A second possible solution I was thinking about is about make an impairment of the stake the Ltd. owns into the S.L. when closing the UK books in April 2016. The loss arising from the impairment will partially offset the gain of the sale. I will end up with let's say 10k profit for the year and will pay 2k in corporate tax. However, I am not sure that would work. In fact, at least in Italy, the devaluation of a controlling stake has no fiscal benefit.

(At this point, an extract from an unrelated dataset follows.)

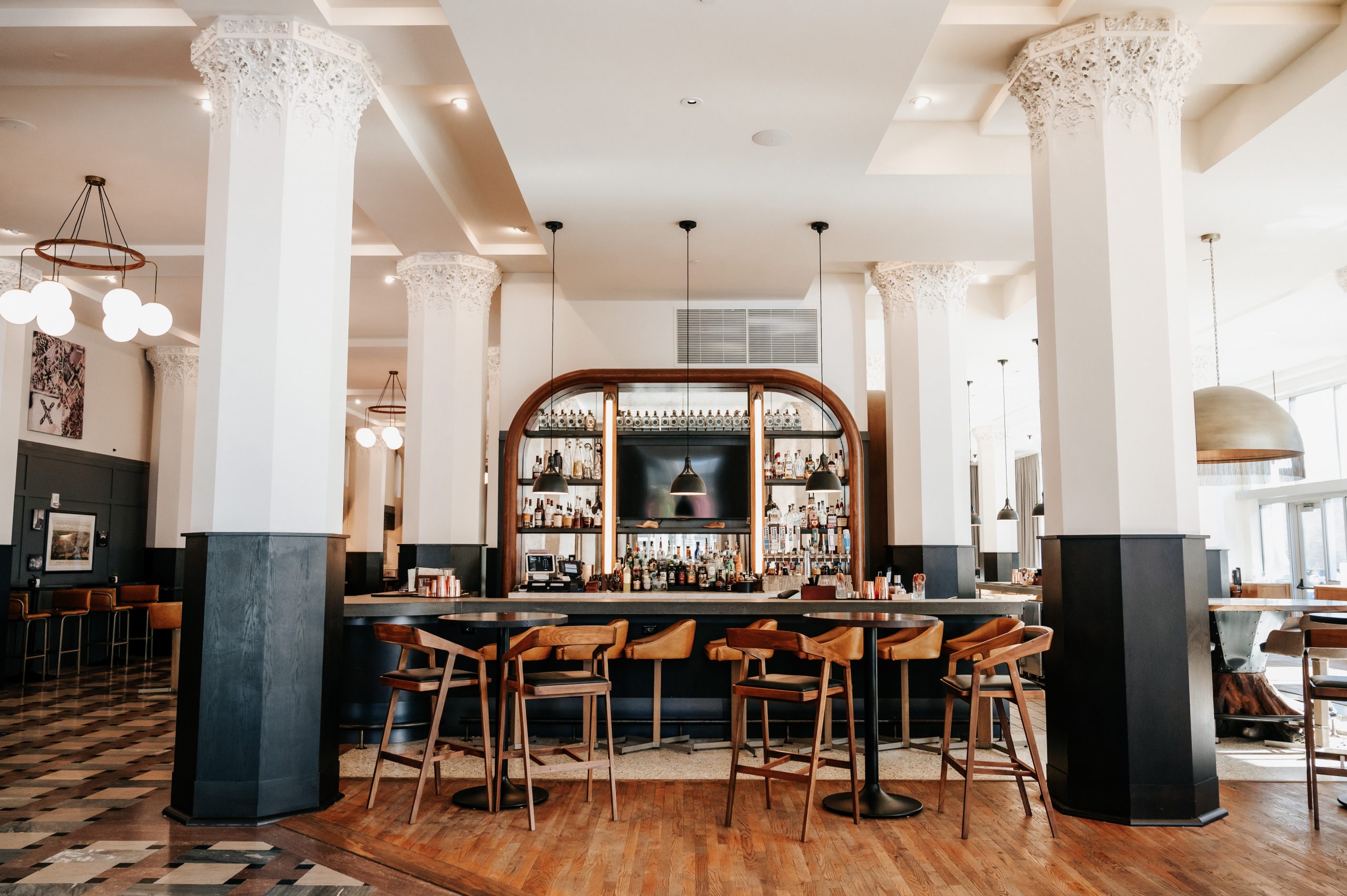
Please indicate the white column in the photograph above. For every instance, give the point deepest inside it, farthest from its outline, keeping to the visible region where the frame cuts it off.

A third possible solution would be to sell part of that 75.02% stake to a third party, at a much lower valuation and by doing so having a transaction to "support" the case for an asset impairment. However, that might not work or (worse) it can raise further issues as someone might challenge its rationale. Someone might ask WHY the Ltd. is "purchasing" a stake into an S.L. and selling part of it with a huge loss, all within the same financial year! My answer would be that we are talking about an early stage business, where valuation can be anything between 0 and a couple of millions, depending on the market expectations, etc. After 1 year we realized that wonderful idea is almost unachievable... and therefore almost valueless.
In the ultimate case there is no way to avoid paying substantial taxes in the UK at the end of current tax year (and on something we didn't actually sold yet!), I would rather prefer to be the gains related to me rather than the UK Ltd. and possibly "capital gains" rather than "self-employment related income". I am not resident in the UK and I have former capital losses in Spain that I should be able to use to partially offset those gains.